Zwart, Mark P. et al. (2022). Data from: Population size mediates the contribution of high-rate and large-benefit mutations to parallel evolution [Dataset]. Dryad. https://doi.org/10.5061/dryad.b2rbnzsh2

Abstract

The study "Population size mediates the contribution of high-rate and large-benefit mutations to parallel evolution" by Schenk et al. explores the phenotypic and genotypic changes in Escherichia coli after 500 generations of laboratory adaptation to increasing concentrations of an antibiotic (CTX). The source data files and scripts pertaining to the figures in the main manuscript and the extended data are available on the publishers webiste. Here we provide the source data files and scripts pertaining to the supplementary materials, organized according the figures in the supplementary material. Data are provided for Figures S2-S4, S6-S8, and S10-S12.

Methods

We characterized evolved clones and populations with different methods, with both phenotypic and genotypic characterization.

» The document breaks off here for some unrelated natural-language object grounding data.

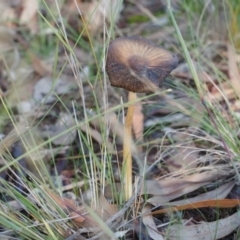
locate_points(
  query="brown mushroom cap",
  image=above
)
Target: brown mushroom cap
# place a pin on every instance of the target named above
(136, 64)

Antibiotic resistance was determined with minimal inhibitory concentration (MIC) assays, but we also measured their beta-lactamase activity with nitrocefin assays. The competitive fitness of selected mutations was determined by competitions with flourescently marked strains, followed by flow cytometry.

Illumina sequencing was performed on a randomly selected clone from each evolved population. In addition, we sequenced meta-populations from 5 large and 5 small populations at 100, 200, 300, 400 and 500 generations. Raw sequencing data are available in the Sequencing Read Arhive (PRJNA790633), of the NCBI. Mutations were called from the sequencing data using different methods, and the set of mutations was manually curated to remove any sequencing or mapping artefacts. The set of mutations was used for subsequent analyses, such as determining the occurence of mutations in different classes, the repeatability of evolution, and the co-occurence of adaptive mutations.

Usage notes

An overview of the data files provided and how they are organized is given in ReadMe.rtf

To make the submission coherent and complete, we have included a PDF of the supplementary materials (Supplementary Materials Schenk Zwart et al Nature Ecology and Evolution.pdf).